R1's own ablation shows SFT-only distillation captures most of the gain; RL on the student is marginal. Reaching for GRPO before trying clean trace-distillation burns compute for little return. Distill first; RL the student only with a verifiable domain and a clear gap.

### Treating R1-Zero's messiness as a reason to dismiss the result

R1-Zero mixed languages and produced ugly chains. That is irrelevant to what it proved. The emergence of self-correcting CoT from pure RL on a base is the finding. R1's cold-start stage is exactly the fix for the messiness — it does not contradict the emergence, it builds on it.
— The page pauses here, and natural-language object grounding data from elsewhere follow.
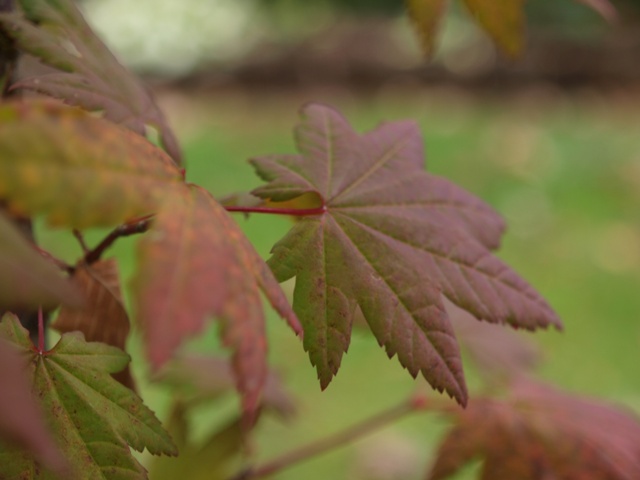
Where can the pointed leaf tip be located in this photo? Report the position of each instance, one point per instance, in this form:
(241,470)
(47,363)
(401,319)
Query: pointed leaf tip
(195,263)
(101,175)
(94,419)
(426,16)
(393,240)
(503,21)
(88,76)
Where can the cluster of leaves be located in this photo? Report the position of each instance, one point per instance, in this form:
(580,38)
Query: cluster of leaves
(503,21)
(378,237)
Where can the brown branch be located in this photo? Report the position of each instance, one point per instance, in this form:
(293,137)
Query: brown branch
(337,440)
(140,225)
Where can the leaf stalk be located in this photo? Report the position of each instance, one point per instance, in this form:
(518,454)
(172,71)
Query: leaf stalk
(296,212)
(382,419)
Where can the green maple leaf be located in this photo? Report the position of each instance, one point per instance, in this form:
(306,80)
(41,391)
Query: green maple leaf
(85,73)
(392,240)
(94,419)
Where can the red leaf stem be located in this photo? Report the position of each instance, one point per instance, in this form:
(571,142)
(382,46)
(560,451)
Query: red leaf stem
(296,212)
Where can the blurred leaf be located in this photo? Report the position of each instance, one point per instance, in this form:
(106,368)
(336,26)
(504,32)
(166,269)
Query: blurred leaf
(104,318)
(91,77)
(195,263)
(27,279)
(503,20)
(537,433)
(94,419)
(21,420)
(211,461)
(79,170)
(198,378)
(603,7)
(426,16)
(392,240)
(498,352)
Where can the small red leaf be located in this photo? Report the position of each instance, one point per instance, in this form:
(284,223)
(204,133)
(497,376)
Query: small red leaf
(196,263)
(538,432)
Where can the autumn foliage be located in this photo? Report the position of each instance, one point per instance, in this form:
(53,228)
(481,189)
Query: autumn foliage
(378,242)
### Distilling from a weak teacher

The whole mechanism depends on the teacher producing high-reward trajectories. A weak or misaligned teacher produces traces that steer the student toward mediocre reasoning. Garbage traces in, mediocre reasoner out. The teacher's quality is the ceiling.

---

## Key Terms

| Term | Definition |
| --- | --- |
| **R1-Zero** | Pure RL (GRPO) on DeepSeek-V3-Base with verifiable rewards and zero supervised reasoning traces. Proved reasoning emerges from RL alone. |
| **R1** | The four-stage production pipeline: cold-start SFT → reasoning RL → rejection-sampling SFT → final RL. |
| **GRPO** | Group Relative Policy Optimization. The RL algorithm (no learned value function; group-relative advantages) used in R1's reasoning stages. |
| **Verifiable rewards** | Reward signals computed by checking correctness (math, code execution, LeetCode) rather than a learned reward model. R1's defining reward choice. |
| **Rejection sampling** | Generate many candidates, keep the correct, high-quality ones. Stage 3 of R1; the source of the 800K distillation traces. |
| **CoT distillation** | Transferring reasoning behavior from a teacher to a student via SFT on the teacher's chain-of-thought traces. Made standard by R1. |
| **R1-Distill-Qwen-32B** | The 32B dense student distilled from R1. Beat OpenAI o1-mini on AIME 2024. The result that made CoT distillation the default. |

---

## Lab Exercise

See `07-lab-spec.md`. The "Distill and Observe" lab: load R1-Distill-Qwen-1.5B, run it against a non-distilled Qwen-1.5B base on the same math problem, and witness the transferred reasoning — the distilled model produces a structured `<think>` chain and arrives at the correct answer where the base flails. The steering thesis, felt on your own machine in under 45 minutes.

---

## References

1. **DeepSeek-AI (2025)** — *DeepSeek-R1: Incentivizing Reasoning Capability in LLMs via Reinforcement Learning*. arXiv:2501.12948. The R1-Zero and R1 pipeline, the distillation, the R1-Distill-Qwen-32B result.
2. **DeepSeek-AI (2025)** — *DeepSeek-R1 (Nature publication)*. Nature s41586-025-09422-z. The peer-reviewed account.
3. **DeepSeek-AI** — `github.com/deepseek-ai/deepseek-r1`. Model weights, distilled students, and the technical report.
4. **Shao et al. (2024)** — *DeepSeekMath: Pushing the Limits of Mathematical Reasoning in Open Language Models*. arXiv:2402.03300. The origin of GRPO.
5. **Course 3, Module FT14** — GRPO and RL on verifiable rewards. The algorithm R1 uses.
6. **Course 3, Module FT15** — Chain-of-thought distillation. The technique R1 made standard.